Abstracts

COMPARISON OF A COMMERCIAL ENZYME IMMUNOASSAY WITH PLAQUE REDUCTION NEUTRALIZATION FOR MATERNAL AND INFANT MEASLES ANTIBODY MEASUREMENT

Guilherme GONÇALVES (¹ (1 ) Instituto Nacional de Saúde Dr Ricardo Jorge, Portugal (2 ) London School of Hygiene and Tropical Medicine, UK (3 ) National Institute for Biological Standards and Control, UK ), Felicity CUTTS (² (1 ) Instituto Nacional de Saúde Dr Ricardo Jorge, Portugal (2 ) London School of Hygiene and Tropical Medicine, UK (3 ) National Institute for Biological Standards and Control, UK ), Timothy FORSEY (³ (1 ) Instituto Nacional de Saúde Dr Ricardo Jorge, Portugal (2 ) London School of Hygiene and Tropical Medicine, UK (3 ) National Institute for Biological Standards and Control, UK ) & Helena Rebelo ANDRADE (¹ (1 ) Instituto Nacional de Saúde Dr Ricardo Jorge, Portugal (2 ) London School of Hygiene and Tropical Medicine, UK (3 ) National Institute for Biological Standards and Control, UK )

SUMMARY

The most practicable assay for measurement of measles IgG (mIgG) in large numbers of sera is an enzyme immunoassay (EIA). To assess how EIA results would agree with those by the gold standard method of plaque reduction neutralization (PRN) we compared the results from the two methods in 43 pairs of maternal and umbilical cord sera, and sera from the corresponding infants when aged 11 - 14 months. In maternal-cord sera, the differences between mean antibody levels by EIA or PRN were not statistically significant, though in individual sera, differences could be large. However, agreement was less good for infants sera, in which levels of mIgG were very low. The conclusions of a study of transplacental transport of mIgG would not be affected by the use of either technique. When studying waning immunity in infants, PRN should be the method of choice, while results from studies using EIA should be interpreted with caution.

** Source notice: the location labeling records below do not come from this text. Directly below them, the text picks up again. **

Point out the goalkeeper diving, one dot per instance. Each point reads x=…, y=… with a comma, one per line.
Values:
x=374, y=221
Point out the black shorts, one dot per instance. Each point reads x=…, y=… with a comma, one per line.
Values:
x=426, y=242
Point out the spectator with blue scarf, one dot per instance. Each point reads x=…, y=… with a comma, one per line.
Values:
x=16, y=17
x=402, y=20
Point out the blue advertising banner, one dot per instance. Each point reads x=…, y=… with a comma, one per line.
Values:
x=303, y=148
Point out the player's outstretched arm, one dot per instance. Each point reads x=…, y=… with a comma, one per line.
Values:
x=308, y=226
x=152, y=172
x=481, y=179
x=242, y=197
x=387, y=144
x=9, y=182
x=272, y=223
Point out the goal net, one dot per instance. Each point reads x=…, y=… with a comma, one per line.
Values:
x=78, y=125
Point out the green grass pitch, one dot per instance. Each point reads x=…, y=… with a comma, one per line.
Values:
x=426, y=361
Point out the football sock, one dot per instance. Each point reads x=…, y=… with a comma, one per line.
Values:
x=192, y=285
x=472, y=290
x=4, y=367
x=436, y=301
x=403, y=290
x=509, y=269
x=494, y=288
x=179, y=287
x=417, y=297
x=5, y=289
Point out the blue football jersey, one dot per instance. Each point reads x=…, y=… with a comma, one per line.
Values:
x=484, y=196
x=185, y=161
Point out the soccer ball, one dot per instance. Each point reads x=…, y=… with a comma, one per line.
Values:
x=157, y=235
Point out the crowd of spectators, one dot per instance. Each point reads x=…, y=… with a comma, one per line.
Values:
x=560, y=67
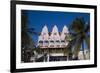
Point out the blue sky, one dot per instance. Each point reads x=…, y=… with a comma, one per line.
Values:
x=37, y=19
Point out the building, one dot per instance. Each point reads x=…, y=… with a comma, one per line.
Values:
x=53, y=43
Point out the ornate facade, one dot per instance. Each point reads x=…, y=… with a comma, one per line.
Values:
x=54, y=39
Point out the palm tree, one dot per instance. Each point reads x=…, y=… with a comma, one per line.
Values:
x=80, y=32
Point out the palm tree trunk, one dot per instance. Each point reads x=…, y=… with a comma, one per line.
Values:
x=83, y=50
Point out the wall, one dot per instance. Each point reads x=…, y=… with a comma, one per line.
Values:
x=5, y=37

KEYWORDS: Measles; IgG; Enzyme immunoassay; Plaque neutralization.

INTRODUCTION

Measles-specific IgG (mIgG) may be measured by a variety of methods that differ in their sensitivity and specificity¹³. The plaque reduction neutralization (PRN) assay is considered to be the "gold standard" because of its high sensitivity and specificity²⁷. PRN assays can detect very low levels of antibody, and evidence showed that antibody titers less than 200 mIU/ml are not fully protective against clinical disease⁹. This assay is, however, too demanding of time and resources to use to screen large numbers of sera.

Commercial enzyme immunoassay (EIA) tests are widely available, and their relative ease of execution make them attractive for field studies^{10, 30}. EIA is generally more sensitive than HI and complement fixation (CF) tests²⁷. Many studies have shown that seropositivity in EIA assays correlates with protection from clinical measles^{20, 26, 31}, but that seronegatives are not necessarily susceptible, as only a small proportion of seronegative individuals acquired measles disease in these studies. The specificity of EIA assays also varies between laboratories and some assays have correlated poorly with the results of neutralization tests, particularly for the measurement of low levels of maternally derived measles antibody in 4-6 month old infants^{28, 29}.

Though the PRN assay is the "gold standard", EIA assays are quicker and cheaper to perform, and require only very small volumes of sera which is an advantage in studies of young infants¹². Unfortunately, commercially available kits of EIA differ in terms of their sensitivity and specificity^{21, 27}, which poses an additional problem. The use of reference sera, calibrated against the International Standard for anti-measles serum (IS)¹⁷, in parallel with the sera under study, has been recommended by the Expanded Programme on Immunization (EPI) as a way of reducing variation in results between different tests and different laboratories¹². Nevertheless, even with the use of the IS, problems of comparability between results from different methods still arise⁴. Very few studies using EIA have used the IS or reported the results in milli-international units per millilitre (mIU/ml)^{19, 21, 22}.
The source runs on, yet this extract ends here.